Michael Endes ZettelkastenDann blättere ich weiter in „Michael Endes Zettelkasten, Skizzen & Notizen“ am Vorwort von Roman Hocke, Endes Freud und Lektor, vorbei und beginne die erste Geschichte, eine Gruselgeschichte, mit dem Titel „Eine ganz normale Geistergeschichte“ zu lesen: Freunde treffen sich regelmäßig zu einer gemütlichen Runde in dem Lokal Leopold in München Schwabing. Sie diskutieren über Kunst, Literatur und Politik. Manchmal, wenn die Gespräche verstummen, stellt der Erzähler die Frage in den Raum, ob es denn Gespenster gäbe. Dann kommen die unterschiedlichsten Antworten verpackt in Geschichten von Selbst erlebtem oder Gehörtem. Diesmal erzählt der Mediziner Butzi von einem Erlebnis in seiner Studentenzeit. Gemeinsam mit seinem Studienkollegen Lazarus wanderte Butzi während der Semesterferien durch die Schwäbische Alp. Als sie in Dauerregen geraten, bitten sie in einem Pfarrhaus um Unterkunft für die Nacht. Gern gibt ihnen der Pfarrer ein Zimmer im ersten Stock seines Hauses. Er warnt sie aber auch, denn im Zimmer würde es spuken. Mit einem ungläubigen Lächeln wischen die Freunde die Worte des Hausherren beiseite, beschließen aber gleichzeitig die Mitternachtsstunde abzuwarten. Und tatsächlich hören sie Schritte die Treppe hinauf kommen. Eiseskälte verbreitet sich im Zimmer. Etwas geht im Raum um, blättert in der Bibel, die auf einem Lesepult liegt und verschwindet dann wieder. Lazarus ist verzweifelt. Er will nur noch weg. Butzi versucht ihn zu beruhigen. Am nächsten Morgen verlassen sie das Haus. Tage später kommt Lazarus auf mysteriöse Weise ums Leben. Er wird von einem Fensterrollo in der Waschschüssel, die auf dem Fensterbrett steht, bei der Morgentoilette ertränkt.

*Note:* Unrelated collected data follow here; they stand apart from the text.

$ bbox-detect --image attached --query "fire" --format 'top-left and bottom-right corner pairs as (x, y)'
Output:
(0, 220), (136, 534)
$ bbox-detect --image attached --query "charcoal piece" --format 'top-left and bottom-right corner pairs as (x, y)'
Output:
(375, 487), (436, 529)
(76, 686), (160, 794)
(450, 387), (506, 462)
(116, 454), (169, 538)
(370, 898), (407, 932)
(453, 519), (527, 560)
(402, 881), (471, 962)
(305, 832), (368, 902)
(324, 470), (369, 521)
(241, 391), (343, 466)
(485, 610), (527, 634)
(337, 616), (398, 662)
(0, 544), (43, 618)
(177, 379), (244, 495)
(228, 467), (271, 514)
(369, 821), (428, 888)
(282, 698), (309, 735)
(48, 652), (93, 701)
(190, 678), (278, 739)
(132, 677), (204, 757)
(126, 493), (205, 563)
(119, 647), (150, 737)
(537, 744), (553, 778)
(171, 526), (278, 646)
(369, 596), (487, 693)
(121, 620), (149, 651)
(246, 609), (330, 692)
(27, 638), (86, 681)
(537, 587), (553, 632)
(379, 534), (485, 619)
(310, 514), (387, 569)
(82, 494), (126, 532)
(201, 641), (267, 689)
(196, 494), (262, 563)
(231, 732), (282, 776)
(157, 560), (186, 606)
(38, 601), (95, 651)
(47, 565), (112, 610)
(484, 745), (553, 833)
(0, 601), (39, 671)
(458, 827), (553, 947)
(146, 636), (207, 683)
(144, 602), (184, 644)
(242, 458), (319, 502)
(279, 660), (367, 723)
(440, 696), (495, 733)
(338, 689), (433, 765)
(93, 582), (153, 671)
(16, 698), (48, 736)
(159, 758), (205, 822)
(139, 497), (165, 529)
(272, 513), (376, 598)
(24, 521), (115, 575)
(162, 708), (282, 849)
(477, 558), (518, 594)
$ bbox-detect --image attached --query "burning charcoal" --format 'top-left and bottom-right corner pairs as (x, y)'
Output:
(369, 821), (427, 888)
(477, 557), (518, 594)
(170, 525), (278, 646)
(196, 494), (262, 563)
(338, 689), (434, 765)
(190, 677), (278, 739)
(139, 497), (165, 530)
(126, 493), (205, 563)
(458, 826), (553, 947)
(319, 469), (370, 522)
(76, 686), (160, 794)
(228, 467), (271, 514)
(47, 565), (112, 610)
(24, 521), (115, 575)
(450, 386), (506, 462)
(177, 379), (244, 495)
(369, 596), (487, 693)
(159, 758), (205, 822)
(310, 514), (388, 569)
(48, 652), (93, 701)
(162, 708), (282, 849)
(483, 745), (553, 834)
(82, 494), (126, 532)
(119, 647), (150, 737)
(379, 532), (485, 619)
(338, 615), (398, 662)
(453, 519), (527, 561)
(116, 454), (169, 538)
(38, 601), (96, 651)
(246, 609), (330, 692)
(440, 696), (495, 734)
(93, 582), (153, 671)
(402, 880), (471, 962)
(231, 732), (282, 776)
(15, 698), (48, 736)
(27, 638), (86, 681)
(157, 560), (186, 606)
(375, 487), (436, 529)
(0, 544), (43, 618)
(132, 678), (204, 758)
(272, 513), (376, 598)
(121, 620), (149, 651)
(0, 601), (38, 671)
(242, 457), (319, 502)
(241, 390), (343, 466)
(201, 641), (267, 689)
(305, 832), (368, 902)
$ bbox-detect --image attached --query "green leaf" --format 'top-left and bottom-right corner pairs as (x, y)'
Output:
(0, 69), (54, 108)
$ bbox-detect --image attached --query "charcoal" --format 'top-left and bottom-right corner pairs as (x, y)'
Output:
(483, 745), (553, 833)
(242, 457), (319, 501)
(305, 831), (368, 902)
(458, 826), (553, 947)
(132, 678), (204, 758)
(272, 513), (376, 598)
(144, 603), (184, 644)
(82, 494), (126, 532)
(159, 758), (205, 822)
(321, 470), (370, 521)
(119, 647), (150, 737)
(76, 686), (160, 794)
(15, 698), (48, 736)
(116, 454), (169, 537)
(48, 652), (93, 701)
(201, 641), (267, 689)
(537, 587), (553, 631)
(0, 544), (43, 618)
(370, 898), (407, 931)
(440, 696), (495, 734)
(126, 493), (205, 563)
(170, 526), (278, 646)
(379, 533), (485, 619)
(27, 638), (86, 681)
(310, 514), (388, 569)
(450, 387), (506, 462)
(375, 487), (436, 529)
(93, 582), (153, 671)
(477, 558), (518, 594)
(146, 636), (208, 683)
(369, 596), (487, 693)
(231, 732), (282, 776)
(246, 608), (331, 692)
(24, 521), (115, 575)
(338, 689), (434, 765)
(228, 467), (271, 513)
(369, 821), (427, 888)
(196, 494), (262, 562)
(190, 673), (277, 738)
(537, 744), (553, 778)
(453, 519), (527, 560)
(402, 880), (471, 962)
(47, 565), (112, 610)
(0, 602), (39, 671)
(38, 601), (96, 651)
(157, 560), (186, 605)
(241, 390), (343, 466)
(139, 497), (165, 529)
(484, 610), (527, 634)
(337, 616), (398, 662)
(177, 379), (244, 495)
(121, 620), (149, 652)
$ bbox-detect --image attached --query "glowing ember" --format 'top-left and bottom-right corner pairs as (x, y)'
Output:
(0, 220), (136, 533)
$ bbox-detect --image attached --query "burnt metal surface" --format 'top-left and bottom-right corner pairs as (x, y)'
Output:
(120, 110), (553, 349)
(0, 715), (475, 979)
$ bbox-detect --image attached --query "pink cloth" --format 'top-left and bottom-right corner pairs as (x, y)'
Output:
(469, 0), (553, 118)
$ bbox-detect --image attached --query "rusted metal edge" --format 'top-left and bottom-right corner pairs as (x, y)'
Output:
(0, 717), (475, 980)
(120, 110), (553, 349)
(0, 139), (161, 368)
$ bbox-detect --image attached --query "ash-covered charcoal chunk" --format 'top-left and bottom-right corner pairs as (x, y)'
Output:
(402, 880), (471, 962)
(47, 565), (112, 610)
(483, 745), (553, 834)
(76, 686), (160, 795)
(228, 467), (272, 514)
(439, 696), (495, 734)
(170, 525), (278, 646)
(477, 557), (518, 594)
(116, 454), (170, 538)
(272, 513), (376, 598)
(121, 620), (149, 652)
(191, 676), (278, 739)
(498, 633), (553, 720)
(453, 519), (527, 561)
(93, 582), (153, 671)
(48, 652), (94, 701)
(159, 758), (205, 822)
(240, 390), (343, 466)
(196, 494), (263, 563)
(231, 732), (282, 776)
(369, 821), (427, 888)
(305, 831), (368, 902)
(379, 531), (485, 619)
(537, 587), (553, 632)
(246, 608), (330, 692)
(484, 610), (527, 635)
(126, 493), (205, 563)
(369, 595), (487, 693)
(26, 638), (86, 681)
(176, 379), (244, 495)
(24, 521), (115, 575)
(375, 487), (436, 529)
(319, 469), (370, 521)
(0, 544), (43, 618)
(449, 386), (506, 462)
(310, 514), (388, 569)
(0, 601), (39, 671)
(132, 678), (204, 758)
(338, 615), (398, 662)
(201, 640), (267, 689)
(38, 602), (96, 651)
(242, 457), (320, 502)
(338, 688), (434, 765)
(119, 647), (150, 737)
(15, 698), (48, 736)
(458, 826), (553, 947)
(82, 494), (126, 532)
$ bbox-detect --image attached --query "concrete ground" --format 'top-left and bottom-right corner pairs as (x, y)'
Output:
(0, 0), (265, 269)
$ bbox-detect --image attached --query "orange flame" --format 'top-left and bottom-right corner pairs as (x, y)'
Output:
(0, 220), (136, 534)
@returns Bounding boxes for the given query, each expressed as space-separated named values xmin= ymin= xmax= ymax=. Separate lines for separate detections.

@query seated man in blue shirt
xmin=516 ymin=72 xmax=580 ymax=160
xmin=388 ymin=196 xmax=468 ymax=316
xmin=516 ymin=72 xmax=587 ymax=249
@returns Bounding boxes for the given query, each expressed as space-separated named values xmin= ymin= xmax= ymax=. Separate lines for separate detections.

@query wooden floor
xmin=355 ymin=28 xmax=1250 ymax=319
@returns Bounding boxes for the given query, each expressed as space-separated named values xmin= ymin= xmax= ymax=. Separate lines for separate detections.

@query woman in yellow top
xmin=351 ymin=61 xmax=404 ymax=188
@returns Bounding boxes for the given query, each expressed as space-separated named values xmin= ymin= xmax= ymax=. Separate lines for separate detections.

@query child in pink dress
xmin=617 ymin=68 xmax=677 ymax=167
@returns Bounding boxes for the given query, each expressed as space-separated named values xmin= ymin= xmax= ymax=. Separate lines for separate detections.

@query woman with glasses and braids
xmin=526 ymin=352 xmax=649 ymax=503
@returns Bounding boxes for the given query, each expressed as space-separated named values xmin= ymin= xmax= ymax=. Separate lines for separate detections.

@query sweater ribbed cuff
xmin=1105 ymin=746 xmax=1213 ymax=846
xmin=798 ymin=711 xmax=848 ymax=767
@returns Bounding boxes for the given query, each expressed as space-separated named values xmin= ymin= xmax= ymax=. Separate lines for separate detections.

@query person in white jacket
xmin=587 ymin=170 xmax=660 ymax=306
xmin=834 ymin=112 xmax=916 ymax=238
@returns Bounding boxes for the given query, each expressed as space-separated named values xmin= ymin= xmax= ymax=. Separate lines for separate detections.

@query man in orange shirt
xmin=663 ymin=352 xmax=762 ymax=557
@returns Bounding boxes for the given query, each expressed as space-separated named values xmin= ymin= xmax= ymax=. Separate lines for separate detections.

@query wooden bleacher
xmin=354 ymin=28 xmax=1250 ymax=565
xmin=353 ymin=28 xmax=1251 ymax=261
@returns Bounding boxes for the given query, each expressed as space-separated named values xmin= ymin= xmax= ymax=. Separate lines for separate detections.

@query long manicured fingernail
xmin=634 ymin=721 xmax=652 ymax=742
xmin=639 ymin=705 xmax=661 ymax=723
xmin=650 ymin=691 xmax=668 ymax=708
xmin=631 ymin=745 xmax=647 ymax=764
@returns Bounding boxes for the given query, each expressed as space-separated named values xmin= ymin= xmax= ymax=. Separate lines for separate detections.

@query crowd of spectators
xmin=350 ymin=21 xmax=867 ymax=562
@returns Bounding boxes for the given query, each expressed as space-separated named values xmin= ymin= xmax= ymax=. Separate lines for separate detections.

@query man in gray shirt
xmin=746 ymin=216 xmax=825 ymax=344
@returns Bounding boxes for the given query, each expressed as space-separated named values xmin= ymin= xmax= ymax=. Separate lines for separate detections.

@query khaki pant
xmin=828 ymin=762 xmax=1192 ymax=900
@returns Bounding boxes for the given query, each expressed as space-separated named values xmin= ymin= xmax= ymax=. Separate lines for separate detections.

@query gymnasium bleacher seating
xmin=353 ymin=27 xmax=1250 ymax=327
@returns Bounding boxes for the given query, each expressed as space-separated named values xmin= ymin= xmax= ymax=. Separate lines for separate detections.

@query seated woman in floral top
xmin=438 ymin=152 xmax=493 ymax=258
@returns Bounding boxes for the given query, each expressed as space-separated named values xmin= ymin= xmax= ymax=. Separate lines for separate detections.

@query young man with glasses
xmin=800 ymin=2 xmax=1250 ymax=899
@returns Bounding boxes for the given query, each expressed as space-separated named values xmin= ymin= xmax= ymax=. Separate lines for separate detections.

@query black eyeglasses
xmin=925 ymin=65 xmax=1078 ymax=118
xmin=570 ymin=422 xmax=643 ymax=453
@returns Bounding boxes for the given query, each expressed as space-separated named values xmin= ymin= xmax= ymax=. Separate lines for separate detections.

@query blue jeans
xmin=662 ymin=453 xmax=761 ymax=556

Die Gespenstergeschichte hinterlässt einen unheimlichen, beängstigend realistischen Eindruck, sowohl bei den Freunden im Lokal Leopold als auch beim Leser. Ende gelingt auf nur zwanzig Seiten ein erzählerisches Schmuckstück, das den Vergleich mit Poe oder Lovecraft nicht zu scheuen braucht.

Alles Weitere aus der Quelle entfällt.